Maskapai penerbangan ternama asal Jepang, Japan Airlines (JAL), kembali menjadi sorotan publik akibat kasus penggunaan alkohol oleh krunya. Insiden terbaru ini melibatkan seorang pramugari yang terbukti mengonsumsi minuman keras sesaat sebelum bertugas.
Peristiwa tersebut dilaporkan terjadi pada penerbangan JAL dengan rute Hiroshima menuju Bandara Haneda, Tokyo, pada tanggal 23 Mei 2026. Temuan ini memaksa manajemen untuk segera mengambil tindakan tegas di lapangan.
Akibat hasil tes alkohol yang positif, pihak maskapai harus mengganti pramugari tersebut dengan awak kabin cadangan. Pergantian mendadak ini berdampak pada operasional penerbangan yang mengalami penundaan jadwal.
Pesawat yang mengangkut 186 penumpang tersebut seharusnya lepas landas dari Bandara Hiroshima pada pukul 07.40 pagi waktu setempat. Namun, akibat proses administrasi dan pergantian kru, keberangkatan baru bisa terlaksana pada pukul 08.22 pagi.
Berdasarkan informasi dari Japan Today, pengumuman resmi mengenai keterlambatan selama kurang lebih 40 menit ini baru dirilis oleh perusahaan pada Rabu, 27 Mei 2026. Laporan internal mengungkapkan kronologi di balik pelanggaran tersebut.
Pramugari yang bersangkutan diketahui pergi menghabiskan waktu bersama seorang rekannya pada malam sebelum jadwal terbang. Dalam kesempatan itu, ia mengonsumsi alkohol dalam jumlah yang melampaui batas toleransi dalam regulasi perusahaan.

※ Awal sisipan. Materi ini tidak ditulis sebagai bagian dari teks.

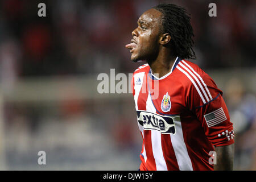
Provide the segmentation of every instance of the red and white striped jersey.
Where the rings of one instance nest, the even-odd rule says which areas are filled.
[[[177,57],[159,78],[144,64],[131,88],[143,139],[140,170],[213,170],[209,152],[234,143],[222,92],[195,64]]]

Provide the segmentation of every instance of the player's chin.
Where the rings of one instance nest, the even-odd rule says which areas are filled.
[[[133,62],[136,63],[138,61],[140,60],[140,58],[139,56],[138,56],[138,55],[134,54],[134,53],[131,53],[131,60]]]

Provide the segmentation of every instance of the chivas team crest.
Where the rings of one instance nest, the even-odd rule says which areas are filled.
[[[163,97],[161,103],[161,109],[164,112],[168,112],[171,109],[172,105],[171,104],[170,98],[171,97],[168,95],[168,92],[167,92],[166,94],[164,95]]]

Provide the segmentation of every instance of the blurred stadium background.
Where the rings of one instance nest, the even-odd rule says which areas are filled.
[[[46,5],[46,17],[38,5]],[[125,45],[160,2],[192,16],[197,59],[224,91],[234,169],[256,169],[256,2],[0,1],[0,169],[137,170],[141,136],[131,94],[97,93],[100,73],[133,73]],[[217,17],[208,5],[217,5]],[[46,165],[38,164],[39,151]]]

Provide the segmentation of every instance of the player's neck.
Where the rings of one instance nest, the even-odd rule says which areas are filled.
[[[148,63],[151,68],[152,74],[158,74],[157,77],[159,78],[171,71],[176,58],[176,56],[172,55],[170,51],[162,51],[162,53],[160,52],[159,51],[155,60]]]

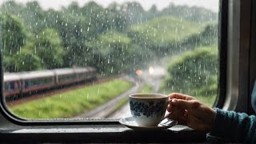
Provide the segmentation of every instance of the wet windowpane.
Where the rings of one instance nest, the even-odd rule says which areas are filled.
[[[120,118],[128,95],[213,106],[218,1],[0,1],[6,108],[26,119]]]

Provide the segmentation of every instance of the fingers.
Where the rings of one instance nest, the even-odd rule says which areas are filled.
[[[183,99],[173,99],[168,109],[170,110],[174,107],[178,107],[182,110],[192,110],[197,109],[199,106],[200,102],[197,100],[186,101]],[[171,111],[171,110],[170,111]]]
[[[187,115],[185,112],[185,110],[174,110],[168,114],[168,118],[177,121],[179,125],[186,125]]]
[[[176,99],[184,99],[184,100],[191,100],[191,99],[195,99],[194,98],[189,96],[189,95],[186,95],[186,94],[179,94],[179,93],[173,93],[170,94],[169,95],[169,97],[170,98],[176,98]]]

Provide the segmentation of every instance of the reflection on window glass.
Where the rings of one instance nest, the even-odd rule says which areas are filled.
[[[5,0],[0,6],[3,98],[18,117],[127,117],[134,93],[215,101],[218,0]]]

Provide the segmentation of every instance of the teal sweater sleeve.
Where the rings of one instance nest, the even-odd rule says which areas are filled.
[[[215,109],[217,115],[210,135],[220,137],[227,142],[256,143],[256,117]]]

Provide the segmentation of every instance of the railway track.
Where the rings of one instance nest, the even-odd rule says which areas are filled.
[[[57,89],[51,89],[49,90],[43,90],[43,91],[39,91],[39,92],[34,92],[34,93],[30,93],[24,95],[18,95],[15,96],[15,98],[10,98],[9,99],[6,99],[6,103],[9,106],[14,106],[16,105],[22,104],[23,102],[27,102],[30,101],[34,101],[37,99],[40,99],[42,98],[46,98],[46,97],[50,97],[52,95],[54,95],[58,93],[62,93],[65,91],[68,91],[70,90],[75,90],[75,89],[79,89],[84,86],[91,86],[94,84],[99,84],[102,82],[106,82],[108,81],[111,81],[114,78],[119,78],[120,76],[116,76],[116,77],[109,77],[109,78],[98,78],[97,80],[93,81],[93,82],[80,82],[78,84],[74,84],[74,85],[70,85],[70,86],[66,86],[61,88],[57,88]]]
[[[106,118],[113,114],[115,112],[115,106],[120,100],[127,97],[129,94],[136,93],[140,88],[142,87],[142,83],[134,81],[130,78],[126,78],[127,80],[131,81],[134,83],[134,86],[131,89],[128,90],[127,91],[122,93],[114,99],[112,99],[106,102],[106,104],[97,107],[94,110],[92,110],[89,112],[85,114],[78,115],[74,118]]]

Rekan kerja yang ikut bersamanya malam itu sedianya juga dijadwalkan bertugas pada penerbangan yang sama. Namun, ia telah lebih dulu diberhentikan dari tugas setelah memberikan laporan jujur kepada perusahaan sebelum jadwal keberangkatan.
Kejadian ini menambah panjang daftar kelam skandal alkohol yang terus membayangi reputasi Japan Airlines dalam beberapa tahun terakhir. Sebelumnya, pada Agustus 2025, sebuah insiden serupa juga melibatkan seorang pilot.
Kala itu, sang pilot mengaku tidak enak badan hanya beberapa jam sebelum waktu keberangkatan dari Hawaii menuju Jepang. Setelah dilakukan pengecekan, ia ternyata tidak mampu mengoperasikan pesawat akibat pengaruh minuman keras.
Masalah serupa juga sempat mencuat pada tahun 2024 yang melibatkan kapten dan kopilot maskapai tersebut. Mereka kedapatan berusaha menutupi fakta bahwa mereka telah mengonsumsi alkohol secara berlebihan sebelum terbang dari Melbourne menuju Narita.
Menanggapi berulangnya kasus ini, manajemen Japan Airlines merilis pernyataan resmi untuk meredam kekhawatiran publik. Mereka mengakui bahwa serangkaian skandal ini telah menggerus kepercayaan masyarakat terhadap standar keselamatan maskapai.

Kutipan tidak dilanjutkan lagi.